Hydrological monitoring systems relying on radar data and distributed hydrological models are now feasible at large-scale and represent effective early warning systems for flash floods. Here we describe a system that allows hydrological occurrences in terms of streamflow at a national scale to be monitored. We then evaluate its operational application in Italy, a country characterized by various climatic conditions and topographic features. The proposed system exploits a modified conditional merging (MCM) algorithm to generate rainfall estimates by blending data from national radar and rain-gauge networks. Then, we use the merged rainfall fields as input for the distributed and continuous hydrological model, Continuum, to obtain real-time streamflow predictions. We assess its performance in terms of rainfall estimates from MCM, using cross-validation and comparison with a conditional merging technique at an event-scale. We also assess its performance against rainfall fields from ground-based data at catchment-scale. We further evaluate the performance of the hydrological system in terms of streamflow against observed data (relative error on high flows less than 25% and Nash-Sutcliffe Efficiency greater than 0.5 for 72% and 46% of the calibrated study sections, respectively).

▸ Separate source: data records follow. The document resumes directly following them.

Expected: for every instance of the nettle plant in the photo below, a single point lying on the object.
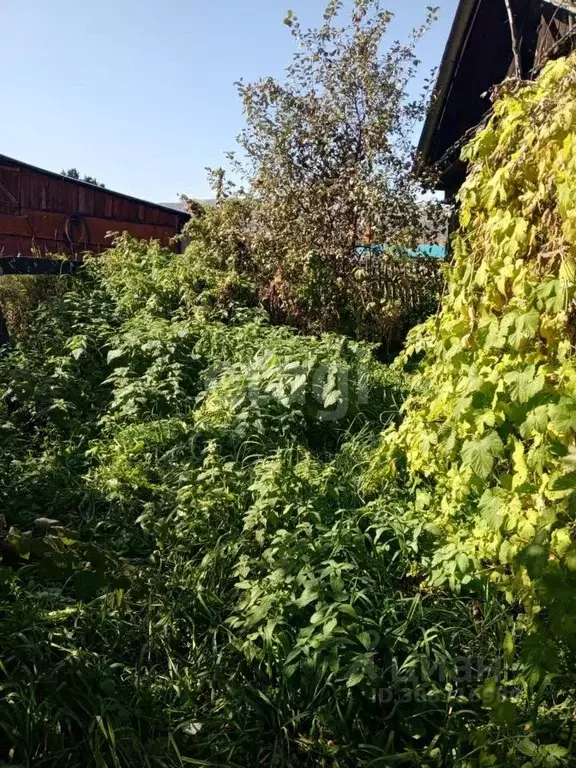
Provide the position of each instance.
(488, 438)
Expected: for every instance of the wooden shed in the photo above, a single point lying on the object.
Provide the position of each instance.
(44, 213)
(489, 40)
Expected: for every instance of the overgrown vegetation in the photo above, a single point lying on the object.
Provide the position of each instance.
(226, 543)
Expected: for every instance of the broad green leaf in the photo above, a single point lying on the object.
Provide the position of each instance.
(479, 455)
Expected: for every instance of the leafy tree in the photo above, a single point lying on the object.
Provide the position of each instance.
(73, 173)
(327, 159)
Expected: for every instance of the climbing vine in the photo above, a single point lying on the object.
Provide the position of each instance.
(489, 435)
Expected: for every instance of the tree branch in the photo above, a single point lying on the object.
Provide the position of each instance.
(515, 43)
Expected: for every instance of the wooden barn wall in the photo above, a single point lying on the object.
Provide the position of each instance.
(41, 213)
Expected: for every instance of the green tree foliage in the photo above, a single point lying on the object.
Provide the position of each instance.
(326, 160)
(73, 173)
(488, 438)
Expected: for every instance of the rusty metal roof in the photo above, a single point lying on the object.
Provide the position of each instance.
(86, 184)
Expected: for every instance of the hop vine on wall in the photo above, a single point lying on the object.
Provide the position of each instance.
(489, 434)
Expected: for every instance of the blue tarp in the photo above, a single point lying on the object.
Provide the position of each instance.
(432, 251)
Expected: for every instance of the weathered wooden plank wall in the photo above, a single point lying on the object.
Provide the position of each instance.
(43, 213)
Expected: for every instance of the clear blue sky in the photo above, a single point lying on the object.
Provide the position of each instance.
(140, 93)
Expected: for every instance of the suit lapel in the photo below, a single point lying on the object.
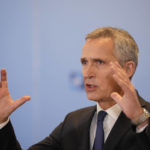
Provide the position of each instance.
(120, 128)
(122, 125)
(84, 129)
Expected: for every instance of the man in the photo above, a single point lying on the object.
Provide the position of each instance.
(109, 60)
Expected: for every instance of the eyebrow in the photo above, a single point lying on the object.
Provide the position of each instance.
(93, 59)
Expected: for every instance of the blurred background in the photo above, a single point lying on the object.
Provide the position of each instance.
(40, 46)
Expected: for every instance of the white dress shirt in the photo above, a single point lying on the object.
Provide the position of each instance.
(108, 123)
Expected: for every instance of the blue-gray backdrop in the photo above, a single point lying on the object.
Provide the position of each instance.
(40, 46)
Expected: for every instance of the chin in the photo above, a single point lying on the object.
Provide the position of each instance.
(93, 98)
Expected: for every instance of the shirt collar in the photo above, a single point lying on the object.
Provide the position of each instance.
(113, 111)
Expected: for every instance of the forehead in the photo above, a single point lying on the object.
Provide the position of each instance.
(100, 47)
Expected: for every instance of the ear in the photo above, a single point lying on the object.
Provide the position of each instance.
(129, 68)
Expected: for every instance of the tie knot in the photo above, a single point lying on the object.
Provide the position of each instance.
(101, 116)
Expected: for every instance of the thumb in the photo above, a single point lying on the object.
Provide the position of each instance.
(20, 102)
(116, 97)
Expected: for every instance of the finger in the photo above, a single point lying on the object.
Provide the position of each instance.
(3, 82)
(123, 84)
(3, 75)
(20, 102)
(116, 97)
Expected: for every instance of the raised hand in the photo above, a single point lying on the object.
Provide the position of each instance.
(128, 101)
(7, 104)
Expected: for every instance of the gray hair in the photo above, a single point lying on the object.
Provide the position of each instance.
(126, 48)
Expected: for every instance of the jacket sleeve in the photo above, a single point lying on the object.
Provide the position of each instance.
(8, 139)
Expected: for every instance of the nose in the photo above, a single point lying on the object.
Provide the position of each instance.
(88, 71)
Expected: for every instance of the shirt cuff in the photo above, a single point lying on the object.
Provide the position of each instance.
(139, 130)
(2, 125)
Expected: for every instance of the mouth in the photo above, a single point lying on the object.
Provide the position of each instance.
(90, 87)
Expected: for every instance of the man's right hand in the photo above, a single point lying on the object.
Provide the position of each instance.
(7, 104)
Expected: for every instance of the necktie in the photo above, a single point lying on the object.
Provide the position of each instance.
(99, 138)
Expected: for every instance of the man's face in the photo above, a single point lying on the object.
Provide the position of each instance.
(96, 57)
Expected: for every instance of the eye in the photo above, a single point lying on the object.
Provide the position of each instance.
(99, 61)
(83, 61)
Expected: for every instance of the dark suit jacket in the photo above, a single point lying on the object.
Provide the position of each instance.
(73, 134)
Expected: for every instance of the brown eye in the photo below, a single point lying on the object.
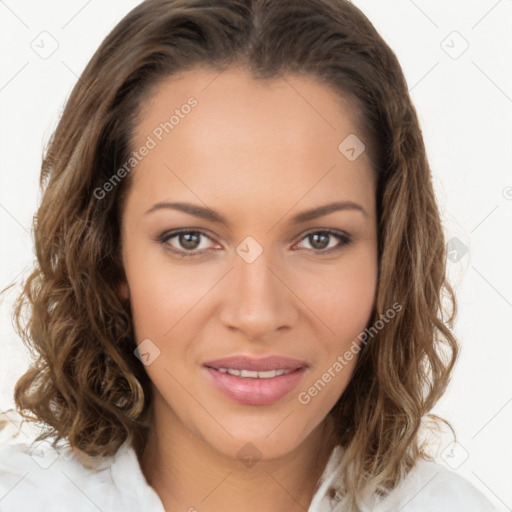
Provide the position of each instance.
(326, 240)
(185, 242)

These results, therefore, confirm the suitability of such an approach, even at national scale, over a wide range of catchment types, climates, and hydrometeorological regimes, and for operational purposes.

Automated summary

This article discusses a hydrological monitoring system that utilizes radar data and distributed hydrological models to monitor streamflow at a national scale, with operational application in Italy. The system employs a modified conditional merging algorithm to generate rainfall estimates, which are input into a continuous hydrological model for real-time streamflow predictions. Evaluation results indicate that the system performs well across various types of catchments, climates, and hydrometeorological regimes at a national scale.